On s’est tous levés, mais la maîtresse a expliqué au directeur le coup des bancs mouillés. Le directeur a eu l’air étonné et il a dit que bon, qu’on revienne aux places que nous venions de quitter. Alors, je me suis assis avec Alceste, Rufus, Clotaire, Joachim et Eudes ; on était drôlement serrés. Et puis le directeur a montré le tableau noir du doigt et il a demandé :

— Qui a fait ça ? Allons, vite !

Et Agnan n’a pas eu le temps de parler, parce que Geoffroy s’est levé en pleurant et en disant que ce n’était pas de sa faute.

— Trop tard pour les regrets et les pleurnicheries, mon petit ami, a dit le directeur. Vous êtes sur une mauvaise pente : celle qui conduit au bagne ; mais moi je vais vous faire perdre l’habitude d’utiliser un vocabulaire grossier et d’insulter vos condisciples ! Vous allez me copier cinq cents fois ce que vous avez écrit sur le tableau. Compris ?... Quant à vous autres, et bien que la pluie ait cessé, vous ne descendrez pas dans la cour de récréation aujourd’hui. Ça vous apprendra un peu le respect de la discipline : vous resterez en classe sous la surveillance de votre maîtresse !

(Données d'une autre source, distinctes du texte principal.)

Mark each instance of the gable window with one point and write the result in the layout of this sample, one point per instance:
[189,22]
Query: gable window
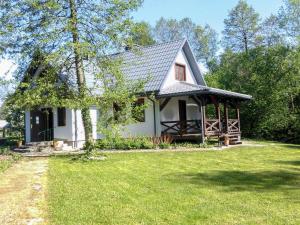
[180,72]
[61,117]
[116,110]
[138,110]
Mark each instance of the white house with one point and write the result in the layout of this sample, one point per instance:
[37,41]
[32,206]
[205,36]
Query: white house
[181,97]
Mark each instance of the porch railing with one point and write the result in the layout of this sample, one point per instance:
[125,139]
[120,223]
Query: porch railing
[181,127]
[46,135]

Et quand le directeur est parti, quand on s’est rassis, avec Geoffroy et Maixent, à notre banc, on s’est dit que la maîtresse était vraiment chouette, et qu’elle nous aimait bien, nous qui, pourtant, la faisons quelquefois enrager. C’était elle qui avait l’air la plus embêtée de nous tous quand elle a su qu’on n’aurait pas le droit de descendre dans la cour aujourd’hui !

Les échecs

Dimanche, il faisait froid et il pleuvait, mais moi ça ne me gênait pas, parce que j’étais invité à goûter chez Alceste, et Alceste c’est un bon copain qui est très gros et qui aime beaucoup manger et avec Alceste on rigole toujours, même quand on se dispute.

Quand je suis arrivé chez Alceste, c’est sa maman qui m’a ouvert la porte, parce qu’Alceste et son papa étaient déjà à table et ils m’attendaient pour goûter.